Commit graph

37 commits

Author SHA1 Message Date
Subramanya Sastry
c8d0470f4b Make ParsoidOutputAccess a wrapper over ParserOutputAccess
* Updated ParserOutput to set Parsoid render ids that REST API
  functionality expects in ParserOutput objects.
* CacheThresholdTime functionality no longer exists since it was
  implemented in ParsoidOutputAccess and ParserOutputAccess doesn't
  support it. This is tracked in T346765.
* Enforce the constraint that uncacheable parses are only for fake or
  mutable revisions. Updated tests that violated this constraint to
  use 'getParseOutput' instead of calling the parse method directly.
* Had to make some changes in ParsoidParser around use of preferredVariant
  passed to Parsoid. I also left some TODO comments for future fixes.
  T267067 is also relevant here.

PARSOID-SPECIFIC OPTIONS:
* logLinterData: linter data is always logged by default -- removed
  support to disable it. Linter extension handles stale lints properly
  and it is better to let it handle it rather than add special cases
  to the API.
* offsetType: Moved this support to ParsoidHandler as a post-processing
  of byte-offset output. This eliminates the need to support this
  Parsoid-specific options in the ContentHandler hierarchies.
* body_only / wrapSections: Handled this in HtmlOutputRendererHelper
  as a post-processing of regular output by removing sections and
  returning the body content only. This does result in some useless
  section-wrapping work with Parsoid, but the simplification is probably
  worth it. If in the future, we support Parsoid-specific options in
  the ContentHandler hierarchy, we could re-introduce this. But, in any
  case, this "fragment" flavor options is likely to get moved out of
  core into the VisualEditor extension code.

DEPLOYMENT:
* This patch changes the cache key by setting the useParsoid option
  in ParserOptions.
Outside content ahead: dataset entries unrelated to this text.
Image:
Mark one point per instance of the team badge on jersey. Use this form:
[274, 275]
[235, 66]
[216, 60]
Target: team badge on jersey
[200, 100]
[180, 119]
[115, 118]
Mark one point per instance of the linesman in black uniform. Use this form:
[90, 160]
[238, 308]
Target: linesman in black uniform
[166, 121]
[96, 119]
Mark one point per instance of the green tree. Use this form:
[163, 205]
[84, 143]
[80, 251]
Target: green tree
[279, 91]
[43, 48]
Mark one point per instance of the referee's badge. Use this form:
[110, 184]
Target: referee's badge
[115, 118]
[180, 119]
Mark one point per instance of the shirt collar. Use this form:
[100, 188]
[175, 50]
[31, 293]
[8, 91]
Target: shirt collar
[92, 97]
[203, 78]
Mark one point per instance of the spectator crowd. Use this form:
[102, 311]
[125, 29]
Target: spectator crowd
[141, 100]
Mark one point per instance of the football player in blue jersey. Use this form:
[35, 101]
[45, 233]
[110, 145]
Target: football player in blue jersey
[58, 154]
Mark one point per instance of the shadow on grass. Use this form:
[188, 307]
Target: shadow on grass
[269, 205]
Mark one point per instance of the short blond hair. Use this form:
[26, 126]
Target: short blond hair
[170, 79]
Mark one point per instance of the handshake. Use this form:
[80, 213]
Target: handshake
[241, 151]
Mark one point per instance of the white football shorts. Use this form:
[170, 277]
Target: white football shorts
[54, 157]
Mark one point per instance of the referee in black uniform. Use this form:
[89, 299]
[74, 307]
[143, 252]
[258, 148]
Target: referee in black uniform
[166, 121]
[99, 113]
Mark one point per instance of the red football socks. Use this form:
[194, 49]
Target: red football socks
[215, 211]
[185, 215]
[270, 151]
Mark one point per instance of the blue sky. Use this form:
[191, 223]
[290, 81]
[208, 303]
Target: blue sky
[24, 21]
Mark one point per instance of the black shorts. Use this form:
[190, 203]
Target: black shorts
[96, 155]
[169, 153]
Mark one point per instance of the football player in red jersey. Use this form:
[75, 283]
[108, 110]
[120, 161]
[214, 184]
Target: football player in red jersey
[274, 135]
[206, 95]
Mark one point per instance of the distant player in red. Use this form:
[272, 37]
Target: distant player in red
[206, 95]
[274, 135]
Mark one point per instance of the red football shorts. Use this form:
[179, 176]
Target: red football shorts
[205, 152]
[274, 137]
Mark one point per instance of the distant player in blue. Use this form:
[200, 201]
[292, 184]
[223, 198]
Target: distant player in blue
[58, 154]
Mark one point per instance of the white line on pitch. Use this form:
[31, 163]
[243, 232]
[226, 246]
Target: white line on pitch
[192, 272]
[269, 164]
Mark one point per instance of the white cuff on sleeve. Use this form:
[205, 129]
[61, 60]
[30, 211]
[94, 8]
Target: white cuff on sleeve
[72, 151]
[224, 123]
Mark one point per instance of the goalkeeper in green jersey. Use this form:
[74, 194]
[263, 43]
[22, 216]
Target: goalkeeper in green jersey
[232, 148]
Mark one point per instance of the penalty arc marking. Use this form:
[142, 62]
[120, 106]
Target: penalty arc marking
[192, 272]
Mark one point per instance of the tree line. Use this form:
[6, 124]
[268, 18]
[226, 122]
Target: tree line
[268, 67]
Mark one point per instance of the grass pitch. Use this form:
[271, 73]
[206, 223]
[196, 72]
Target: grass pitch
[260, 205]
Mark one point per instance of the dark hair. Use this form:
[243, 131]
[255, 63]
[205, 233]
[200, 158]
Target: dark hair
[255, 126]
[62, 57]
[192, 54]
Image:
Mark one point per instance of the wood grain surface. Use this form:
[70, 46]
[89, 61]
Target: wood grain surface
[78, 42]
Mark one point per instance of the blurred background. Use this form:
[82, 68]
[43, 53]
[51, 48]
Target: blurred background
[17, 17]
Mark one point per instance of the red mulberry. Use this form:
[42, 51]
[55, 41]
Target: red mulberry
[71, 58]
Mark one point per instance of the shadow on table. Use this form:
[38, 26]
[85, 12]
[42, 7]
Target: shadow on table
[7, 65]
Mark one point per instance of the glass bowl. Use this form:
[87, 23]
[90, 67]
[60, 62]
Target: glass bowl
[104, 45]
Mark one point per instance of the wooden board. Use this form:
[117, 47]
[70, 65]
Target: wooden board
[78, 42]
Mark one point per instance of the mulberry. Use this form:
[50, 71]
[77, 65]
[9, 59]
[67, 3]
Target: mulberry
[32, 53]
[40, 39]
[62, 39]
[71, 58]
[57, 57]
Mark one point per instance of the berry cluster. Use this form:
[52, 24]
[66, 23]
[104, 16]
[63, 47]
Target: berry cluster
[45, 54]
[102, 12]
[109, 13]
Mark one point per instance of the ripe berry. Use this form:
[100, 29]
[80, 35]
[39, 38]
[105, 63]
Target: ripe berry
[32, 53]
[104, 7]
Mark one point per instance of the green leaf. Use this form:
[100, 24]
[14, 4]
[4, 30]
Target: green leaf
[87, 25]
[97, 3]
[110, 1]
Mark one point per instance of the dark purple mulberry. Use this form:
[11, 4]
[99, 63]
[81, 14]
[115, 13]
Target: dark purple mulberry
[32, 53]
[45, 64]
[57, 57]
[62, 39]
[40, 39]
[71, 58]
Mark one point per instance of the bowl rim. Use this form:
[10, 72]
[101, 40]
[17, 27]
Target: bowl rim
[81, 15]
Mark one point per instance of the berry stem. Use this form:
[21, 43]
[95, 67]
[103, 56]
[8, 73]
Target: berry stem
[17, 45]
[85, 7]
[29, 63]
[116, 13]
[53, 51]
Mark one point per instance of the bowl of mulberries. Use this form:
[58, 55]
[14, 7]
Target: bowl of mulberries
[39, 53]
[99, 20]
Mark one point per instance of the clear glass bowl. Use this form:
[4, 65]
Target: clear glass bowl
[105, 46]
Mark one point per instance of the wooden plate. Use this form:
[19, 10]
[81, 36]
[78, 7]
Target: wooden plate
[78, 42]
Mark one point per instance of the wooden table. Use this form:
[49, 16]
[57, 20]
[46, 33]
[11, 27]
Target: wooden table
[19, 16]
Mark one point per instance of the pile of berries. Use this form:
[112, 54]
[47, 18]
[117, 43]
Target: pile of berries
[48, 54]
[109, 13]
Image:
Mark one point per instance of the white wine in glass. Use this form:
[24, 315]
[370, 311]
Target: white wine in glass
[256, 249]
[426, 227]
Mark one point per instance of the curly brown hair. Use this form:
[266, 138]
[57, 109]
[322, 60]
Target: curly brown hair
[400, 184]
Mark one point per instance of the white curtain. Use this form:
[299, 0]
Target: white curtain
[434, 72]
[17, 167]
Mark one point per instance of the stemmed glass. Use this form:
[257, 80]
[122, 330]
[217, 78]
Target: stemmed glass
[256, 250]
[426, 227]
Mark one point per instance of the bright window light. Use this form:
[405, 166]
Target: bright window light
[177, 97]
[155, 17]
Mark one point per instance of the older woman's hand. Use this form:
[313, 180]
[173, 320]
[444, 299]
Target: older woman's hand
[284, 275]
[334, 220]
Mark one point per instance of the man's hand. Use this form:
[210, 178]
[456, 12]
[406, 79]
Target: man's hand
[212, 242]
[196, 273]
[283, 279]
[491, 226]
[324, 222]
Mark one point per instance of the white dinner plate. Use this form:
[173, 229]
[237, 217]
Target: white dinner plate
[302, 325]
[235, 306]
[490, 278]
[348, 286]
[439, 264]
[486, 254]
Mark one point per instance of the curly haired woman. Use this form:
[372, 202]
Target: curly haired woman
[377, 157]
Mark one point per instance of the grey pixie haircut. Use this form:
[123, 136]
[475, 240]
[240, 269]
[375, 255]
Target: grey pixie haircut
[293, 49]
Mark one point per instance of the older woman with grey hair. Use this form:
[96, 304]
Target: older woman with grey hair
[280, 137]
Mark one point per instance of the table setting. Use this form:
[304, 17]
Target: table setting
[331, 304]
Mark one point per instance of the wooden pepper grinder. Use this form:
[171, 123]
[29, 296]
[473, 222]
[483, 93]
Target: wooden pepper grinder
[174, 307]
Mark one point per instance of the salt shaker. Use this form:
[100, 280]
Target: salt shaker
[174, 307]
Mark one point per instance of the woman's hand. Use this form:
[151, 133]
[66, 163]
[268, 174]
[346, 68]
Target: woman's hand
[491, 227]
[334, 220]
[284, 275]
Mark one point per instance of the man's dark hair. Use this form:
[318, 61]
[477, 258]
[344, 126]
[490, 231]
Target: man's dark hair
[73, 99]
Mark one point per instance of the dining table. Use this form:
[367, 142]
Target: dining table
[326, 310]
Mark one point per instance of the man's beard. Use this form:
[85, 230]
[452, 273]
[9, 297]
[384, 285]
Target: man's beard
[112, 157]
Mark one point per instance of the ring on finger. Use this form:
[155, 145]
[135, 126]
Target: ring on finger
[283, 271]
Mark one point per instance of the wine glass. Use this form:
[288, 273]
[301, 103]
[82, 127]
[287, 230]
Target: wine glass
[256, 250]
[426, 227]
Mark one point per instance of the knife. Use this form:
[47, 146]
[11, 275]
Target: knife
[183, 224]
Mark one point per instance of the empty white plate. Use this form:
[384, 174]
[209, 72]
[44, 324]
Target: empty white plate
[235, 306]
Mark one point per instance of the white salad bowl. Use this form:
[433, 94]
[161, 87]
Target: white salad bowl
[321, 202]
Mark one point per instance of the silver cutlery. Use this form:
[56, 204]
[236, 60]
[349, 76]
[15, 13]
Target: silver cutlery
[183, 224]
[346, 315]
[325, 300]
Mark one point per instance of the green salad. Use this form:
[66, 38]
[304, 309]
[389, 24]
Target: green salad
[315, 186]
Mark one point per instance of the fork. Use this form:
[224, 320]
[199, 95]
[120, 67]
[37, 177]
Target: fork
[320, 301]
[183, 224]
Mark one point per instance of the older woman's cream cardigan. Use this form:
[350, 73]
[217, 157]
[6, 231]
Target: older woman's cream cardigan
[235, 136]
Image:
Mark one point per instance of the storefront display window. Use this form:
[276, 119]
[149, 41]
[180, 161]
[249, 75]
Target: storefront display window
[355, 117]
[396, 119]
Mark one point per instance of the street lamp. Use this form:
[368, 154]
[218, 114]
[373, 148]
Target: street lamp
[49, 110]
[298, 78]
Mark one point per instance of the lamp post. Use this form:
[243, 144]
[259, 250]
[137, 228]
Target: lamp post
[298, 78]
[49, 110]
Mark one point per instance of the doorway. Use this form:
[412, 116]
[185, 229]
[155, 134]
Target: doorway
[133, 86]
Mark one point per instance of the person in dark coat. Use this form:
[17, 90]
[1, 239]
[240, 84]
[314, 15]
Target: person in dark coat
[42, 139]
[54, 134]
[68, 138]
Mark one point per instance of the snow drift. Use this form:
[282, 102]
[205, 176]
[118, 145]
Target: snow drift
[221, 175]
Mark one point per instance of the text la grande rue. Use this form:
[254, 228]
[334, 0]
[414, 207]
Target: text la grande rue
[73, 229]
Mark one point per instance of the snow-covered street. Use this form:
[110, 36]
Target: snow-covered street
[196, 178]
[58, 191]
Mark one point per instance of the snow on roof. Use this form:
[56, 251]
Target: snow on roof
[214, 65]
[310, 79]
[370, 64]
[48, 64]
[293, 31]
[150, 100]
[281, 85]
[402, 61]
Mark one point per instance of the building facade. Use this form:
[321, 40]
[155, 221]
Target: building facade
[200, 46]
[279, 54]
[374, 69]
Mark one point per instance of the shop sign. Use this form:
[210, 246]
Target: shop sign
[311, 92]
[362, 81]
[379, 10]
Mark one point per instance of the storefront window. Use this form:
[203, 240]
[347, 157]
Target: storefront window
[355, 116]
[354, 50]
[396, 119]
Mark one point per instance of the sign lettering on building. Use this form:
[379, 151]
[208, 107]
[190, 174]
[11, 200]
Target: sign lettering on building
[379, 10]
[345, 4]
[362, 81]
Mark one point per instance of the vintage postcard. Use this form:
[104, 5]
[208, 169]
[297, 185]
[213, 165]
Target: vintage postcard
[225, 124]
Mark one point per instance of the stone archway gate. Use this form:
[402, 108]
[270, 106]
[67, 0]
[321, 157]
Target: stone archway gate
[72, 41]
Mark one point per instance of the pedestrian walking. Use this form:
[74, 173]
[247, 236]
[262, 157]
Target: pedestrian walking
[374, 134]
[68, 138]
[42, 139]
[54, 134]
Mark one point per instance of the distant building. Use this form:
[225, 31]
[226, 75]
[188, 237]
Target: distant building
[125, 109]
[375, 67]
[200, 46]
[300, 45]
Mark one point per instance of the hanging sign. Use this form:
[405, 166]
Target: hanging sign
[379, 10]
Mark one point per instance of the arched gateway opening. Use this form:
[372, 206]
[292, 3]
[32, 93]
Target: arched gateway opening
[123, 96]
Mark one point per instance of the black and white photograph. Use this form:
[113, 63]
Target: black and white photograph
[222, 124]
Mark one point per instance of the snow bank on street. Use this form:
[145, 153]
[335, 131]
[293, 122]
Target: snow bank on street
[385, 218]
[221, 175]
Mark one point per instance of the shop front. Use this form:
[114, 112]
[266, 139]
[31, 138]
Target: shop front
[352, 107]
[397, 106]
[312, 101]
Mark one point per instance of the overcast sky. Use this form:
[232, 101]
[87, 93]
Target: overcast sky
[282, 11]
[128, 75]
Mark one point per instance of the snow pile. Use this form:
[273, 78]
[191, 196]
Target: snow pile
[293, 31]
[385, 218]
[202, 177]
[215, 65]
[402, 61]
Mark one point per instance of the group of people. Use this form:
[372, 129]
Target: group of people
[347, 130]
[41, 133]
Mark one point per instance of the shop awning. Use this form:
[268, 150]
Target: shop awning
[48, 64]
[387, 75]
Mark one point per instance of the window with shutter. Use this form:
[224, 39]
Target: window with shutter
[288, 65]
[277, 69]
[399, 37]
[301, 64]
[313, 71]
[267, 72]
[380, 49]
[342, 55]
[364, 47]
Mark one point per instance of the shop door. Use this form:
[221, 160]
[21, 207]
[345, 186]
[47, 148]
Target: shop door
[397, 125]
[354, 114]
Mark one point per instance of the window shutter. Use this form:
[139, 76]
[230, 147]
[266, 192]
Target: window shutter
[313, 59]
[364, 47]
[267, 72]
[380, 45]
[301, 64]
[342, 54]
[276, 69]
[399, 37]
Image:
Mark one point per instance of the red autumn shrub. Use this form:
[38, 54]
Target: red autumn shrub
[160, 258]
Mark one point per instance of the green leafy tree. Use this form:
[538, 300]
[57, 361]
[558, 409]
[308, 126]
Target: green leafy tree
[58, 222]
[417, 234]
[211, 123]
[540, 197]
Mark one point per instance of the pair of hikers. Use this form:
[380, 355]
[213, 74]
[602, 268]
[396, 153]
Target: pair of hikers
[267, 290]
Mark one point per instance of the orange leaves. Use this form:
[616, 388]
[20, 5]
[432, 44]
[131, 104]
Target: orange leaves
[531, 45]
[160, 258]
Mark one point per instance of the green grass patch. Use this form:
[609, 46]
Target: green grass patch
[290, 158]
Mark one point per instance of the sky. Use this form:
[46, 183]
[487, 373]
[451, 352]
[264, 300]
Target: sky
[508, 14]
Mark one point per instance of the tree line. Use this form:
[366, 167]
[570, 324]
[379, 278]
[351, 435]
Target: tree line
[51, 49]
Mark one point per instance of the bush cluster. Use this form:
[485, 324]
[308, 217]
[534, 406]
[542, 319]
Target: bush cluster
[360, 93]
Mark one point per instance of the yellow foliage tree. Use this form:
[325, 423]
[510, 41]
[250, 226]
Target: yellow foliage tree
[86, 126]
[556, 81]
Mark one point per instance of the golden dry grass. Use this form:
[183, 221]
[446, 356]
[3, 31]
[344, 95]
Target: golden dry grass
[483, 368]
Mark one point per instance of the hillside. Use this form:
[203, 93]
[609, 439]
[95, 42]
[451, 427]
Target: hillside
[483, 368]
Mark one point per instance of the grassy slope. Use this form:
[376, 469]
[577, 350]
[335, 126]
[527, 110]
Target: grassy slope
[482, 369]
The parent patch handles this to ensure we don't
  encounter a cold cache on deploy.

TESTS:
* Updated tests and mocks to reflect new reality.
* Do we need any new tests?

Bug: T332931
Change-Id: Ic9b7cc0fcf365e772b7d080d76a065e3fd585f80
2023-10-13 15:03:03 -05:00
thiemowmde
46bed8ac6d Make use of assertStatusGood/Error and such in tests
Change-Id: I11eace3d9823ca28a1d9a64f959f5f8ca2945821
2023-10-04 17:16:00 +00:00
Subramanya Sastry
062fd08e51 Remove all Parsoid debugApi references and uses
* Was used during the Parsoid JS -> PHP port and is no longer used.
* This also eliminated the need to inject ParsoidSettings into some
  classes.
* Once this merges and lands in core, I'll remove this from the Parsoid
  repo as well.

Change-Id: I008d30ea81f5a3db26e512c87762b90e3ca3c4ff
2023-09-14 14:48:48 -05:00
Amir Sarabadani
f4e68e055f Reorg: Move Status to MediaWiki\Status\
This class is used heavily basically everywhere, moving it to Utils
wouldn't make much sense. Also with this change, we can move
StatusValue to MediaWiki\Status as well.

Bug: T321882
Depends-On: I5f89ecf27ce1471a74f31c6018806461781213c3
Change-Id: I04c1dcf5129df437589149f0f3e284974d7c98fa
2023-08-25 15:44:17 +02:00
Daimona Eaytoy
77d4c2c454 phpunit: Randomize and improve default test page names
UTPage is badly named, because it doesn't give any information as to
what test caused the page to be created. It also sort of encourages test
authors to rely on this "UTPage" page being created by the framework for
them.

Both these things are dangerous, or at least very questionable. Use a
random page title instead, but include the caller name in case someone
needs to investigate where a test page is coming from.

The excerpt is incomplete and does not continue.